Xerox has its paper-jam moment!

There was a time when we ‘Xerox’-ed things and not Googled it. Xerox was a company nobody thought could fail. Sadly, it has. On January 31, Fujifilm of Japan bought a controlling stake in Xerox, which according to Bloomberg, has a market value of $8.3 billion. As the agreement marks the end of independence for a US company, we look back at five ‘xerox’ moments.

TT Bureau Published 06.02.18, 12:00 AM
A Rank Xerox copying machine in 1963

There was a time when we ‘Xerox’-ed things and not Googled it. Xerox was a company nobody thought could fail. Sadly, it has. On January 31, Fujifilm of Japan bought a controlling stake in Xerox, which according to Bloomberg, has a market value of $8.3 billion. As the agreement marks the end of independence for a US company, we look back at five ‘xerox’ moments.

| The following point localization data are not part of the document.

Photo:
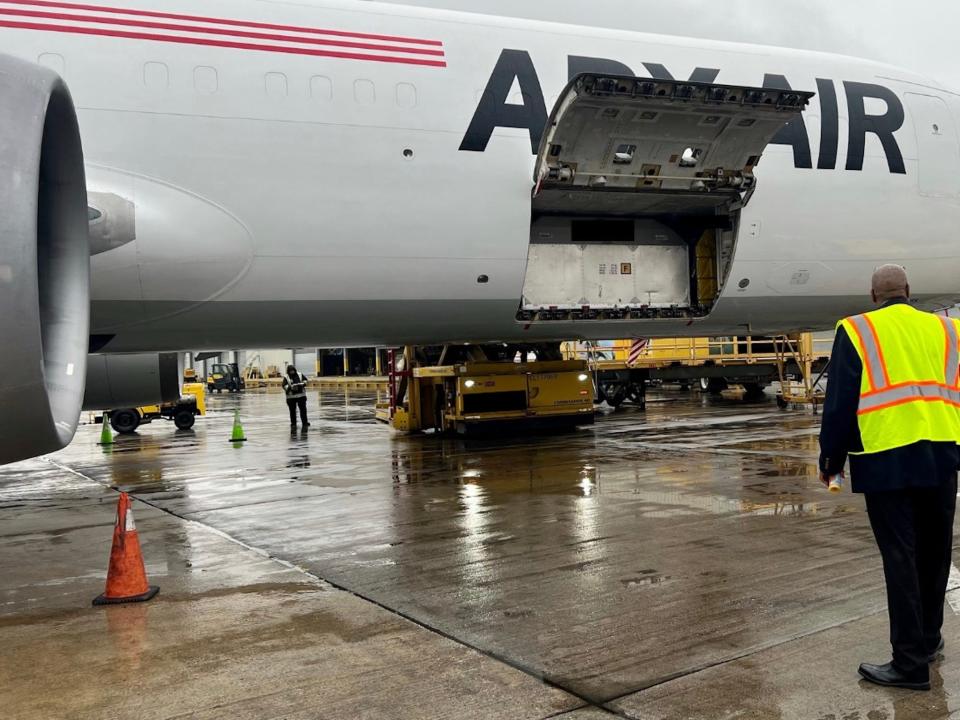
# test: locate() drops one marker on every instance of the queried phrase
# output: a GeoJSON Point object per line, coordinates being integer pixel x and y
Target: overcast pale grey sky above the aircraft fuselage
{"type": "Point", "coordinates": [920, 35]}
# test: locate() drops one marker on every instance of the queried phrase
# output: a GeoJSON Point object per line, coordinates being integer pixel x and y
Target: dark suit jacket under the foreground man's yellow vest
{"type": "Point", "coordinates": [923, 464]}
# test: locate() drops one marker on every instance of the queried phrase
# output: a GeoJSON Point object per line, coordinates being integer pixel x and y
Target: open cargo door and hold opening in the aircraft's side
{"type": "Point", "coordinates": [639, 187]}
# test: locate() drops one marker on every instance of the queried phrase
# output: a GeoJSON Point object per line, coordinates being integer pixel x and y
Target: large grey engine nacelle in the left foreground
{"type": "Point", "coordinates": [44, 262]}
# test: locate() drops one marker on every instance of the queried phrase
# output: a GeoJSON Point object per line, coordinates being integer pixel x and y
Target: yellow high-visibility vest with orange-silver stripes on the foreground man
{"type": "Point", "coordinates": [910, 386]}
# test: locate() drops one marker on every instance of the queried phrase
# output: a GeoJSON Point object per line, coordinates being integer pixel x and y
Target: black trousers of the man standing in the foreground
{"type": "Point", "coordinates": [914, 531]}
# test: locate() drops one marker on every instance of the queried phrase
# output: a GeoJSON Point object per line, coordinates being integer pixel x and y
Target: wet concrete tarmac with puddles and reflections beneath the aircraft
{"type": "Point", "coordinates": [678, 563]}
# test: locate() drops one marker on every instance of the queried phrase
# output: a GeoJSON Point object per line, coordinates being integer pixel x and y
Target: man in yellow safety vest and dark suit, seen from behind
{"type": "Point", "coordinates": [893, 404]}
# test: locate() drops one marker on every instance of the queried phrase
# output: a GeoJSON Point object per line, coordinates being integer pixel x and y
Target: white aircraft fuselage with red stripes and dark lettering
{"type": "Point", "coordinates": [290, 199]}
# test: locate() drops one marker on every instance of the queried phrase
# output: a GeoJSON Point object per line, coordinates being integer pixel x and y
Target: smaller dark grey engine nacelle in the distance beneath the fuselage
{"type": "Point", "coordinates": [125, 381]}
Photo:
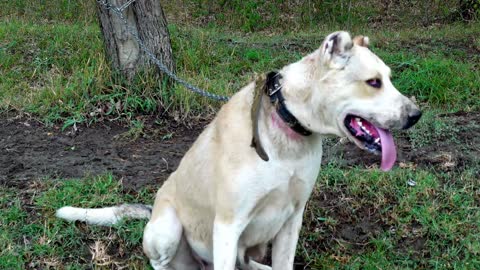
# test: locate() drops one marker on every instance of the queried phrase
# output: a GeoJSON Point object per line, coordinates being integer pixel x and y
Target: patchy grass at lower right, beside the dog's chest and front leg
{"type": "Point", "coordinates": [432, 225]}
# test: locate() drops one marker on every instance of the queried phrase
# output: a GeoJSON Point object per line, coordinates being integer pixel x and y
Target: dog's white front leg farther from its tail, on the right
{"type": "Point", "coordinates": [285, 243]}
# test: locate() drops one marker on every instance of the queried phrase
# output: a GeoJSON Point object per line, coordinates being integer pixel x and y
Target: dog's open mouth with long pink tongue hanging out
{"type": "Point", "coordinates": [373, 139]}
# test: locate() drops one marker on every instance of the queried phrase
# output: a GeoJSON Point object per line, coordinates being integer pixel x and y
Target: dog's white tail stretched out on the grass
{"type": "Point", "coordinates": [105, 216]}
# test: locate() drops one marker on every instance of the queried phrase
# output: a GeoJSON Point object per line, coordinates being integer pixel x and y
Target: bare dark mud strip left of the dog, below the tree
{"type": "Point", "coordinates": [31, 151]}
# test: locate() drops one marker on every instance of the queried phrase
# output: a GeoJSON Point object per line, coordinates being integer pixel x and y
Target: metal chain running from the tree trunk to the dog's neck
{"type": "Point", "coordinates": [161, 66]}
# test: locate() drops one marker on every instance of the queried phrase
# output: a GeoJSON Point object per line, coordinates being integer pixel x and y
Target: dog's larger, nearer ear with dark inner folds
{"type": "Point", "coordinates": [336, 49]}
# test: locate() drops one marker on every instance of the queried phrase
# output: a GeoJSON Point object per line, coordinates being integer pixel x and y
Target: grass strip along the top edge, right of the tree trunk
{"type": "Point", "coordinates": [288, 16]}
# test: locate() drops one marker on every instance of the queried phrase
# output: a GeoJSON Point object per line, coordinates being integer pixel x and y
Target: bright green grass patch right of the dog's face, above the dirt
{"type": "Point", "coordinates": [435, 79]}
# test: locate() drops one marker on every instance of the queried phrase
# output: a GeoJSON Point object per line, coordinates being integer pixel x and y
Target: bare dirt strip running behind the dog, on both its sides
{"type": "Point", "coordinates": [32, 150]}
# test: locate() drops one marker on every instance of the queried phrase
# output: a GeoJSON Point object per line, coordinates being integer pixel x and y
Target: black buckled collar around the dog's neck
{"type": "Point", "coordinates": [273, 90]}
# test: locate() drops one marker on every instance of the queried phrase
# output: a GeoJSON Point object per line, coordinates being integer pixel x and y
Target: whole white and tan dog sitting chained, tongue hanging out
{"type": "Point", "coordinates": [246, 179]}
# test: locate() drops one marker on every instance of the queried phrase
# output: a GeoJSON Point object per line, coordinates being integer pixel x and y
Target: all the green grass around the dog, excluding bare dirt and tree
{"type": "Point", "coordinates": [52, 66]}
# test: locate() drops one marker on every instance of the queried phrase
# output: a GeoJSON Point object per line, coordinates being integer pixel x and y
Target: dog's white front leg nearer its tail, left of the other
{"type": "Point", "coordinates": [225, 243]}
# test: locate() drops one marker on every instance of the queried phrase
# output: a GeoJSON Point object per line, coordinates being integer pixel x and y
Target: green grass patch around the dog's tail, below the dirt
{"type": "Point", "coordinates": [33, 237]}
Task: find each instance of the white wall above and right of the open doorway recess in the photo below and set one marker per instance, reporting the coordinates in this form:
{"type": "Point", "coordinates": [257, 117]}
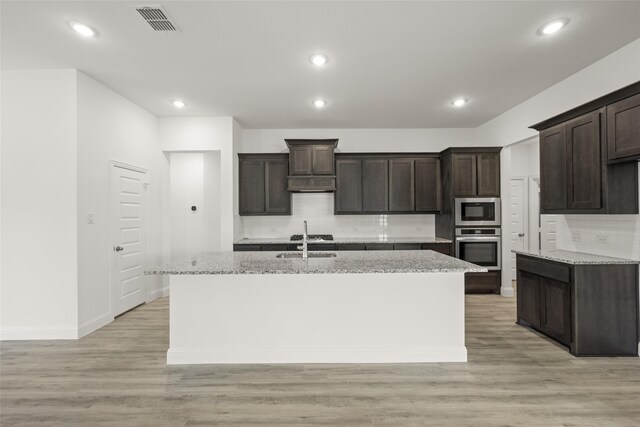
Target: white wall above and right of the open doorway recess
{"type": "Point", "coordinates": [207, 134]}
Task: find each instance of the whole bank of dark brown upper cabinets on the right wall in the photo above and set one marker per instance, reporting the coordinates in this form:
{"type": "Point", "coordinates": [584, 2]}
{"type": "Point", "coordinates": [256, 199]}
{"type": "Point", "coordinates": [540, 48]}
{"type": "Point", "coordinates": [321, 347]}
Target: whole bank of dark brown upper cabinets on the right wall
{"type": "Point", "coordinates": [576, 175]}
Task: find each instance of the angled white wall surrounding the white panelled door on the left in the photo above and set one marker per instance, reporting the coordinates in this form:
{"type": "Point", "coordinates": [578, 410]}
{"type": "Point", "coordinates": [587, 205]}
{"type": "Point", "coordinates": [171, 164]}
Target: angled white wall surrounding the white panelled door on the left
{"type": "Point", "coordinates": [111, 127]}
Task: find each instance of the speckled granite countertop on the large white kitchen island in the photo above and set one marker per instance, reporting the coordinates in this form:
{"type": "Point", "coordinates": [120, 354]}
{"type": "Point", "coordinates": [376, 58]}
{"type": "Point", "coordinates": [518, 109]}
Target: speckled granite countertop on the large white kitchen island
{"type": "Point", "coordinates": [344, 262]}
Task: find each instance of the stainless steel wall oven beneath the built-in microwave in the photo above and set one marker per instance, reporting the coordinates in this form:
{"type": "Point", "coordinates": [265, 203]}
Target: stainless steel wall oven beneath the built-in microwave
{"type": "Point", "coordinates": [480, 246]}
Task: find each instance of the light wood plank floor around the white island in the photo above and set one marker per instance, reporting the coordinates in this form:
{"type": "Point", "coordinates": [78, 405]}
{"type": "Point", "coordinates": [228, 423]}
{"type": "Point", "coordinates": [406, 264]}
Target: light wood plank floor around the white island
{"type": "Point", "coordinates": [117, 376]}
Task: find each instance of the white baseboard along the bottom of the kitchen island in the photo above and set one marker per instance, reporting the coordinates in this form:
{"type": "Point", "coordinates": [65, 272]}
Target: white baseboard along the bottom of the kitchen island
{"type": "Point", "coordinates": [186, 356]}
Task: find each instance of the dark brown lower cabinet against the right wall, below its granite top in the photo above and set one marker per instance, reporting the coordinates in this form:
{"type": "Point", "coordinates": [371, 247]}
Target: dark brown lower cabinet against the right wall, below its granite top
{"type": "Point", "coordinates": [591, 309]}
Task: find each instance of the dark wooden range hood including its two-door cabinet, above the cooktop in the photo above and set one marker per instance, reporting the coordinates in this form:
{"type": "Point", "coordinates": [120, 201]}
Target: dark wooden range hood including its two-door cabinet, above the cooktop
{"type": "Point", "coordinates": [311, 165]}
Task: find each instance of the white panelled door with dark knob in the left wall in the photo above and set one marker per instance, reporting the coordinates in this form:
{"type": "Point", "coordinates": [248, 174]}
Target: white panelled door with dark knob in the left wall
{"type": "Point", "coordinates": [127, 276]}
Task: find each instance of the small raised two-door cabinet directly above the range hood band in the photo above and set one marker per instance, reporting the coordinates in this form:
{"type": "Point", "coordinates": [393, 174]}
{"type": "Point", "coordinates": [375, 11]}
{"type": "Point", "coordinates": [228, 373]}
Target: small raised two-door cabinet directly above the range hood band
{"type": "Point", "coordinates": [311, 156]}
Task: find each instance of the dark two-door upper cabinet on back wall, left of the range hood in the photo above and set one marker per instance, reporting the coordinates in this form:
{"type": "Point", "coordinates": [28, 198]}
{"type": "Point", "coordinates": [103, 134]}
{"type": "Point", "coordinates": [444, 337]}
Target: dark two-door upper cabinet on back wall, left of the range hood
{"type": "Point", "coordinates": [263, 184]}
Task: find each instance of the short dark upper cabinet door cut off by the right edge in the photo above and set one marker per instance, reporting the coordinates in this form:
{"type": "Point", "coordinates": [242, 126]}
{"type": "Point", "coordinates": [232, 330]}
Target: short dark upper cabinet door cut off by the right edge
{"type": "Point", "coordinates": [623, 129]}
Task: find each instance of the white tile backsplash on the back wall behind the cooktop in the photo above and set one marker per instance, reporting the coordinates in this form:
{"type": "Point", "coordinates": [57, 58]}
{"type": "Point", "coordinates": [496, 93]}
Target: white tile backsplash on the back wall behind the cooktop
{"type": "Point", "coordinates": [317, 209]}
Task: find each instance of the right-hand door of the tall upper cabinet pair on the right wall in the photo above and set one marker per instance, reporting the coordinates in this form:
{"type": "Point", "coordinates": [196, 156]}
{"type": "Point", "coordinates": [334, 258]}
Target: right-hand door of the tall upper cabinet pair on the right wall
{"type": "Point", "coordinates": [584, 181]}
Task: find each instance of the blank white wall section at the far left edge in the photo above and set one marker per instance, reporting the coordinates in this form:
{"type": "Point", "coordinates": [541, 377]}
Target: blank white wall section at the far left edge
{"type": "Point", "coordinates": [39, 292]}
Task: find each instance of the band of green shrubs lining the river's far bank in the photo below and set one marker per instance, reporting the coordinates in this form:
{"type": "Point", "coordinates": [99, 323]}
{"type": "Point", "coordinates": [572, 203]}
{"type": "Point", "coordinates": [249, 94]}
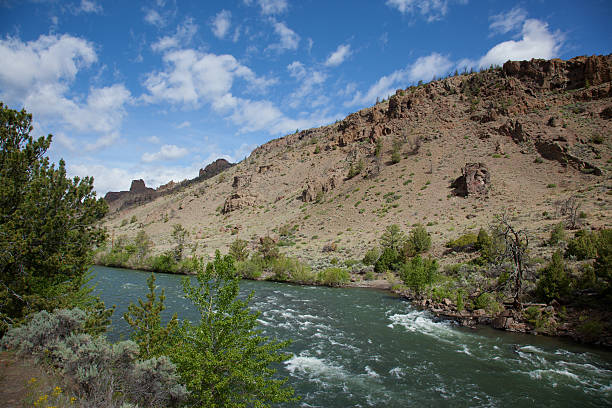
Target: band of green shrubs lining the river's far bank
{"type": "Point", "coordinates": [501, 285]}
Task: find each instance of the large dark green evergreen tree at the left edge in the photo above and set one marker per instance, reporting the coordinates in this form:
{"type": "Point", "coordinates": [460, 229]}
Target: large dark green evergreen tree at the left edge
{"type": "Point", "coordinates": [49, 225]}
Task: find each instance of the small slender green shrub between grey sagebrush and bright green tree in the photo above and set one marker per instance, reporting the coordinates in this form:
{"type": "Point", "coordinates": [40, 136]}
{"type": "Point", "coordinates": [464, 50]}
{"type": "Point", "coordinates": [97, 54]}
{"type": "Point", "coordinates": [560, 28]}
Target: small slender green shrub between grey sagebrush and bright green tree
{"type": "Point", "coordinates": [145, 319]}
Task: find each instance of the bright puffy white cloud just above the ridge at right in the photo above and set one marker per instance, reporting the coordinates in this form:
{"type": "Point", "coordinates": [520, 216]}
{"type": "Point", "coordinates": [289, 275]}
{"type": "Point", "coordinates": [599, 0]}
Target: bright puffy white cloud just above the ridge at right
{"type": "Point", "coordinates": [536, 42]}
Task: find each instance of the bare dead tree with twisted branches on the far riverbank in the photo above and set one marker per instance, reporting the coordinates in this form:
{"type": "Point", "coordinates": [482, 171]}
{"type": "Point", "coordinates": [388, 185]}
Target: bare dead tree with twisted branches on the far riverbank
{"type": "Point", "coordinates": [516, 243]}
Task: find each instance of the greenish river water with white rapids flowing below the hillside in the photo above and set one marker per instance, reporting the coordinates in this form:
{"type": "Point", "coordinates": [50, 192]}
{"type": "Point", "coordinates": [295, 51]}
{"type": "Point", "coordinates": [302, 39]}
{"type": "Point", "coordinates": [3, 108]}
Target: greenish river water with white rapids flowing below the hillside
{"type": "Point", "coordinates": [366, 348]}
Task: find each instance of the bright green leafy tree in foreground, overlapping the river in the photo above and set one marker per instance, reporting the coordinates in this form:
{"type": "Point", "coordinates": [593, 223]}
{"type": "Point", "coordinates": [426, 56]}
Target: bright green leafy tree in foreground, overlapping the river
{"type": "Point", "coordinates": [222, 359]}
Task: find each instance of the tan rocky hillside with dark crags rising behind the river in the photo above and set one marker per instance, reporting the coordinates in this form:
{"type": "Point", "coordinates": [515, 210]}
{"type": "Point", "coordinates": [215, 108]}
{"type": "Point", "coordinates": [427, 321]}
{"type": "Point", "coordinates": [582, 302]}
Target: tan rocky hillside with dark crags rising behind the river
{"type": "Point", "coordinates": [450, 154]}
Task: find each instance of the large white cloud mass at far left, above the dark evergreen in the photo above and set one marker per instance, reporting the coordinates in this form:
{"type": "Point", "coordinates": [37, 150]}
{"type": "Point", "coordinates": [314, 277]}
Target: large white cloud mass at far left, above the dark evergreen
{"type": "Point", "coordinates": [40, 77]}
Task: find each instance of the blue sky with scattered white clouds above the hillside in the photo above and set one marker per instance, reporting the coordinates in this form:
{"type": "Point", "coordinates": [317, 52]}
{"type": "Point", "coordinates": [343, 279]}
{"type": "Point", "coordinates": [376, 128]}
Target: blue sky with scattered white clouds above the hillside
{"type": "Point", "coordinates": [156, 90]}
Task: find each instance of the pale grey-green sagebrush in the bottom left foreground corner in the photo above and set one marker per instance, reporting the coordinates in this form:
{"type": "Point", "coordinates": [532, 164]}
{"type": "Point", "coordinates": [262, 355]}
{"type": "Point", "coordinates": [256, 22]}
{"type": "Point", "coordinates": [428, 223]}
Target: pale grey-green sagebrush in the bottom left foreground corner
{"type": "Point", "coordinates": [101, 374]}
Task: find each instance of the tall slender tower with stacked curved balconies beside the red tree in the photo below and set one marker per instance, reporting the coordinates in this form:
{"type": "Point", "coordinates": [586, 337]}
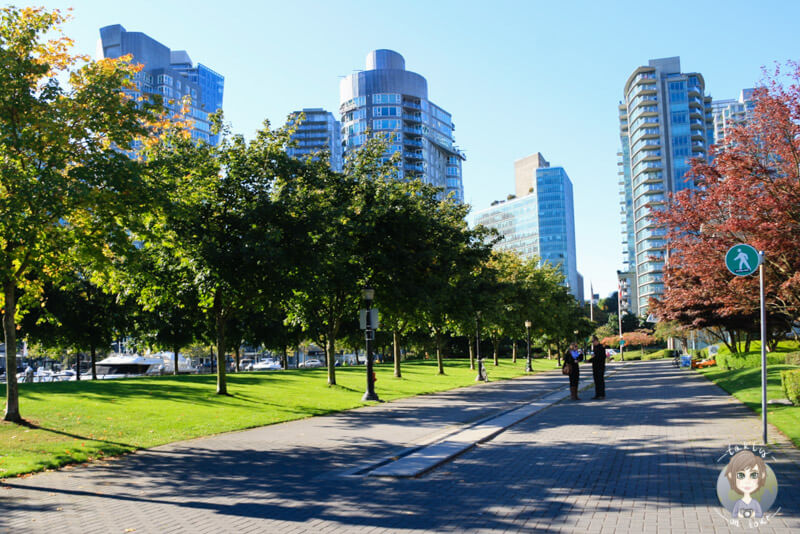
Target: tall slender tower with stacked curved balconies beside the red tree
{"type": "Point", "coordinates": [665, 120]}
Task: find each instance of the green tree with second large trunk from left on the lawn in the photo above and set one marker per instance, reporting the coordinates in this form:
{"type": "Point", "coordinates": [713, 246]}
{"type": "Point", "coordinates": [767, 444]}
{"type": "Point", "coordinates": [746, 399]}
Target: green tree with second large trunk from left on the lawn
{"type": "Point", "coordinates": [223, 226]}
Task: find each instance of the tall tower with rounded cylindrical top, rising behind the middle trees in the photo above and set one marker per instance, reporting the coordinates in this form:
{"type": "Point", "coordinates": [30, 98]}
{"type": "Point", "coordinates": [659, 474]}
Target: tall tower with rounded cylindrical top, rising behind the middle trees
{"type": "Point", "coordinates": [387, 100]}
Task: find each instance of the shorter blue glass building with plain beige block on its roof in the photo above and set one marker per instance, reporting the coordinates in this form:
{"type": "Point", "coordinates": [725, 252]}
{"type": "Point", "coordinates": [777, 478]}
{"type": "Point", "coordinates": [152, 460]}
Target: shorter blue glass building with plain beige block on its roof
{"type": "Point", "coordinates": [540, 224]}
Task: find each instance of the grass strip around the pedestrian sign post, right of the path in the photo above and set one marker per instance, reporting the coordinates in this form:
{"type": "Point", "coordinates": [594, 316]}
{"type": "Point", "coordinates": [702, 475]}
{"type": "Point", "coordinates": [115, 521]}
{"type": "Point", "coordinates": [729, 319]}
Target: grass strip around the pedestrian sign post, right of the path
{"type": "Point", "coordinates": [745, 385]}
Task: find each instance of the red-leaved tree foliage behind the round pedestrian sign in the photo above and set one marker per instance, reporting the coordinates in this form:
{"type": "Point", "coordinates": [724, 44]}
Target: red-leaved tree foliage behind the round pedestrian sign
{"type": "Point", "coordinates": [749, 193]}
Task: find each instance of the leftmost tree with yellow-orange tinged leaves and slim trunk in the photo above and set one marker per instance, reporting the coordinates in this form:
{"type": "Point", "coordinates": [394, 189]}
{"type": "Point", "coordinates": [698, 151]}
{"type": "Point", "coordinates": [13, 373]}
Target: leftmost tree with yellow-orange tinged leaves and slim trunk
{"type": "Point", "coordinates": [62, 181]}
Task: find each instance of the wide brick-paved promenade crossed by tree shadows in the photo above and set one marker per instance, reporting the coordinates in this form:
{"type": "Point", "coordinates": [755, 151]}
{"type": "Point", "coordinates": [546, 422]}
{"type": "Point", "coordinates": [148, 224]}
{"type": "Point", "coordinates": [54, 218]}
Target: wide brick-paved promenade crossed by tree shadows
{"type": "Point", "coordinates": [643, 460]}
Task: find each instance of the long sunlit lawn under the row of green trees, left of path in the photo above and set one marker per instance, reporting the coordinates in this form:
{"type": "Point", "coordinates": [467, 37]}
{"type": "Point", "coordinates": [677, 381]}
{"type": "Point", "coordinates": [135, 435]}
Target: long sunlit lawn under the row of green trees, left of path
{"type": "Point", "coordinates": [81, 421]}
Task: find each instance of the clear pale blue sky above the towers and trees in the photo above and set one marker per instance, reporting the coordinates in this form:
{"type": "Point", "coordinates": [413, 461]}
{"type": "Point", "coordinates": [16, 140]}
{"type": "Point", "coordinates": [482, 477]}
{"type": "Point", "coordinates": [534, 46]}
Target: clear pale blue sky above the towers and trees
{"type": "Point", "coordinates": [519, 76]}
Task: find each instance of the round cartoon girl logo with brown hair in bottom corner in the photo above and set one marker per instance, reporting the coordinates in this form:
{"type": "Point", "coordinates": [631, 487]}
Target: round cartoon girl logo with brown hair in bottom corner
{"type": "Point", "coordinates": [747, 487]}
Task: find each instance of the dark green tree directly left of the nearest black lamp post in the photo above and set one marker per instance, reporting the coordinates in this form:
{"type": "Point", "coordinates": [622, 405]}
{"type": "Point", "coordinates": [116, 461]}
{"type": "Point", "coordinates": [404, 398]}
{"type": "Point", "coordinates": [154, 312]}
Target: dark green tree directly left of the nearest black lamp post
{"type": "Point", "coordinates": [339, 213]}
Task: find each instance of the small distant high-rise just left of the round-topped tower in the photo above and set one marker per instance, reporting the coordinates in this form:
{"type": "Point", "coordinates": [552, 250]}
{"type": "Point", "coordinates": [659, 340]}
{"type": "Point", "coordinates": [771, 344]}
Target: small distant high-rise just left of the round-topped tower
{"type": "Point", "coordinates": [319, 131]}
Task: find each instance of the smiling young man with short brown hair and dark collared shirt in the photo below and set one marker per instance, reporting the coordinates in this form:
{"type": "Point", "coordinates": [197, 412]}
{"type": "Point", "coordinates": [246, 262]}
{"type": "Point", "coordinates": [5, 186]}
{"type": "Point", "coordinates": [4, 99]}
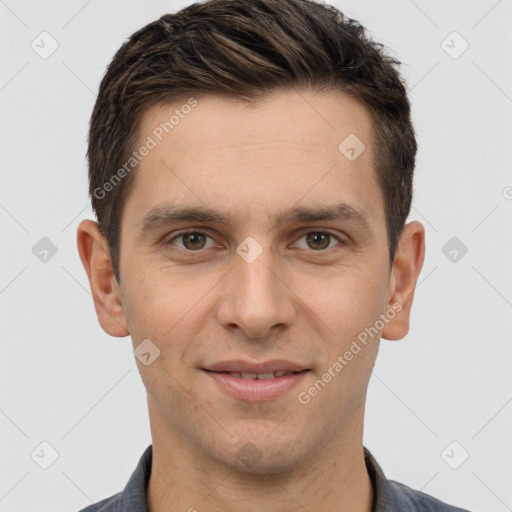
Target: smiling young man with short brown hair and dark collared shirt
{"type": "Point", "coordinates": [250, 166]}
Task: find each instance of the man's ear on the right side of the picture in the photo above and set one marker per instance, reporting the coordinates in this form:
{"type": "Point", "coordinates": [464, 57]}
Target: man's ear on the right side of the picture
{"type": "Point", "coordinates": [404, 276]}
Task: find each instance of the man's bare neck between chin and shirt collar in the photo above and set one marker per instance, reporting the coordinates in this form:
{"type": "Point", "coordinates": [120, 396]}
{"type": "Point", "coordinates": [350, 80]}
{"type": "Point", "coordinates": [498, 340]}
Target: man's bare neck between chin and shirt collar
{"type": "Point", "coordinates": [185, 478]}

Steve Jobs with the Lisa PC

The Apple heist

In 1970, Xerox founded the Palo Alto Research Company (PARC) with the objective of coming up with innovations that the company could monetise. It obviously attracted a lot of attention, especially of one promising young man at the helm of a young company — Apple’s Steve Jobs. In 1979, he was given access to see the Alto computer which was developed at Xerox PARC (a research and development company). What happened in the coming years was, well... read on! 
Jobs was amazed by the demonstration of a new three-button computer mouse. It was clunky. It was expensive. Yet, it was amazing. During the demonstration, with just a click of a button, “windows” opened and closed. Using the word-processing programme was simple. In other words, there was enough to excite Jobs, the man who in 1996 said: “Picasso had a saying — ‘Good artists copy; great artists steal’ — and we have always been shameless about stealing great ideas.” The result? Apple introduced the Lisa PC which had many of the features of the Alto. This remains one of the greatest heists in tech history.

Please, not a verb!

The former chief book critic of The New York Times Michiko Kakutani had written a profile of actress Pat Carroll in 1979. The Crazy Like a Fox actress’ home was described as one “filled with books by Stein and about Stein, as well as xeroxed Ph.D. theses and obscure literary journals”. Nothing wrong with the sentence there? Not for the then Xerox field market analyst Maggie Lovaas, who sent a letter to the editor: “There is no adjective ‘xeroxed’.... If in the future you wish to use the name Xerox, it should be used with a capital ‘X’ and no ‘ed’.” The Times agreed. ‘Photocopy’ was the way forward.

So what if you’re Salman?

The Sohail Khan-directed Jai Ho (2014) wanted to board the ‘Zandu balm’ (Munni badnaam) and Fevicol (Fevicol se) wagon with a song called ‘Xerox’. Everything was smooth until someone on Sohail’s team pointed out that Salman Khan and team couldn’t dance to ‘Xerox’ because the Norwalk, Connecticut, company is very particular about brand-related issues. What we got is Himesh Reshammiya delivering Photocopy.

Pentagon Papers

History about the Pentagon Papers (an important stash of classified Vietnam War documents) has been refreshed in the Steven Spielberg-directed film, The Post, featuring Tom Hanks and Meryl Streep, in which US military analyst Daniel Ellsberg and “whistleblower” Anthony Russo used a Xerox machine to copy the papers. Ellsberg wrote in Secrets: A Memoir of Vietnam and the Pentagon Papers in 2002: “It could do only one page at a time, and it took several seconds to do each page.” But look at the results!

Butt seriously

Mad magazine has always been parody gold. In the April 1997 issue, the magazine ran ‘Joey Buttafuoco’ s Guide to Chivalry’, which The Washington Post labelled “nastier”, “dirtier” and “riskier”. The cover had the magazine’s fictitious mascot Alfred E. Neuman with his pants down and his naked butt on a Xerox machine spewing copies of his grinning face.

TIMELINE

1906: Xerox was founded as The Haloid Photographic Company. It originally manufactured photographic paper and equipment.
1938: Haloid came up with the term ‘xerography’. (Above) This is the first xerographic copy ever made, created by physicist-inventor Chester Carlson in 1938.
1958: Haloid changed its name to Haloid Xerox and then Xerox Corporation in 1961.
1973: The company gave the world the Alto personal computer, with a mouse for input.
1990: Xerox document processing revenue was $13.6 billion. 
January 31, 2018: Japan’s Fujifilm announced it was taking a controlling stake in Xerox.